岡田准一くんと役所広司さんのW主演の時代劇とのことだったので、予備知識は持たずも、少しの期待を持って観たよ。
岡田くんはこの時まだ34歳、役所さんは58歳か。
両人ともに、実に素晴らしい演技だったよ。
物語としても誠に傑作だった。
10年という瞭然かつ有限な命。
偽りの罪により切腹の下命を賜りながら、死を自分のものにせんと生きた戸田秋谷(役所広司)。
そして、潔い死へと歩みを進める彼を慕う家族や村人たち、そして、秋谷の監視役として彼に着くうちに秋谷の心根に心腹し、偽りの罪を解かんとする檀野庄三郎(岡田准一)。
そして、秋谷の切腹を監督する家老までもが、厳格ながらも実直で明朗な秋谷に信服してゆく。
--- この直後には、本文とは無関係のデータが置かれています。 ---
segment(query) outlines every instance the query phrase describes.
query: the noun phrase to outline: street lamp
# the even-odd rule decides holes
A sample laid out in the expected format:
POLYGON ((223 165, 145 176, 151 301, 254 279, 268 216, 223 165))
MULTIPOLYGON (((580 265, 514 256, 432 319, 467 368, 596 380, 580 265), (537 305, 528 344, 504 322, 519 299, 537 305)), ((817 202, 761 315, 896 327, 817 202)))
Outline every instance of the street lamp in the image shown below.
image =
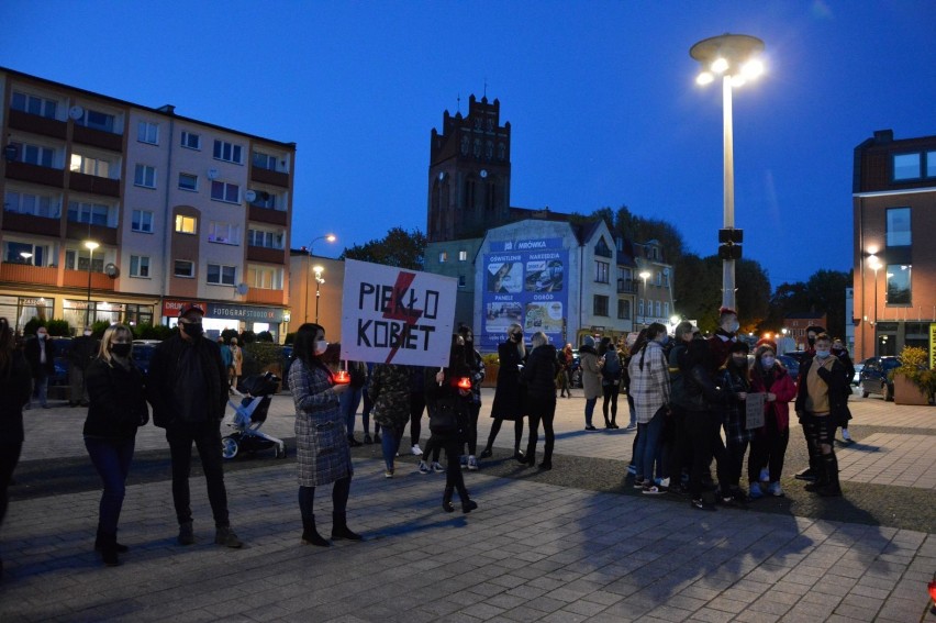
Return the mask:
POLYGON ((85 243, 85 247, 88 249, 88 303, 85 307, 85 326, 91 325, 91 267, 94 264, 94 249, 99 246, 101 245, 99 245, 94 241, 87 241, 85 243))
MULTIPOLYGON (((319 236, 316 238, 312 238, 312 242, 309 243, 309 264, 312 264, 312 245, 314 245, 319 241, 325 241, 328 243, 333 243, 338 237, 335 234, 325 234, 324 236, 319 236)), ((314 268, 312 268, 314 270, 314 268)), ((309 322, 309 272, 311 270, 305 270, 305 322, 309 322)), ((316 274, 315 280, 317 281, 320 275, 316 274)), ((322 281, 324 283, 324 281, 322 281)), ((315 287, 315 305, 319 305, 319 287, 315 287)), ((315 311, 315 322, 319 322, 319 311, 315 311)))
POLYGON ((740 257, 738 247, 740 230, 735 231, 735 165, 734 134, 732 130, 732 88, 740 87, 764 73, 764 64, 757 55, 764 52, 764 42, 749 35, 724 34, 700 41, 689 49, 689 55, 702 64, 702 73, 695 78, 698 85, 709 85, 716 75, 722 76, 722 111, 724 120, 724 219, 723 240, 726 244, 722 255, 722 307, 737 309, 735 305, 735 259, 740 257), (734 252, 734 253, 732 253, 734 252))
そして、良き夫婦だった、と最期に妻(原田美枝子)と語り合い、涙も見せずに笑顔で送り出した妻、そして、その姿を見て、清々しい笑顔で自ら颯爽と歩いて死ににゆく秋谷。
父の死に際し、父に恥じぬ武士にならねば、と、涙することなく立派な侍の心根を持って元服した息子。
そして、秋谷亡き後の戸田一族を任された庄三郎。
一人ひとりが大きく成長し、重い現実を背負い、されども前を向いて雄々しく生きることに徹する姿は、腹を切りに行く秋谷と同様に、清々しく、そして、華やかだったよ。
派手な場面は一つも無く、ただただ、最小限の台詞のみで語り、登場人物皆が筋を通し、それぞれの苦悩を享受して生きる姿を淡々と描いた作品だったが、それゆえに、むしろ現実味も甚だしく、観ている私にも大いに学びがあったよ。
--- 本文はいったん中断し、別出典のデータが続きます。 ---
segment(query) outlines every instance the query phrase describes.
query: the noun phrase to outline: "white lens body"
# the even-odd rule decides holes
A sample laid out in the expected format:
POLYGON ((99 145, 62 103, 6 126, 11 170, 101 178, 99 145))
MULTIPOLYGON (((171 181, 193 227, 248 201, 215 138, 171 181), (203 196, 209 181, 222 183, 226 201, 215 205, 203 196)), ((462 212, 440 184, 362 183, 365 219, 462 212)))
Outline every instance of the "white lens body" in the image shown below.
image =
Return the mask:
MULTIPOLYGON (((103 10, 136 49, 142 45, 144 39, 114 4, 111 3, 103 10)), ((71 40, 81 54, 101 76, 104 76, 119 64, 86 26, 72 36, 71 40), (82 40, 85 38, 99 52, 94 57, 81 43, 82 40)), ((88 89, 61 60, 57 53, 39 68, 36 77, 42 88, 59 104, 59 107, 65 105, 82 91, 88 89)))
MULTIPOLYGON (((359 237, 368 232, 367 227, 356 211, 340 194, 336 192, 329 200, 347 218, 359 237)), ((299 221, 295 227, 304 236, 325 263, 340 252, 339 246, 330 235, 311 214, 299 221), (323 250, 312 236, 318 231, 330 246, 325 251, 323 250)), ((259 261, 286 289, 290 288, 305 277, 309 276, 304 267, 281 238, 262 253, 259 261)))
この映画は2014年のものだそうだが、本作に限らず、昨今の役所さんを見るにつけ、本当に良い俳優になられたと切に感じるよ。
若いアイドルばかりが起用される昨今、彼ひとり名優の道を歩かれておられることに深い喜びを感じるよ。
兎も角、素晴らしい映画を観せて頂いたことに感謝をしたい。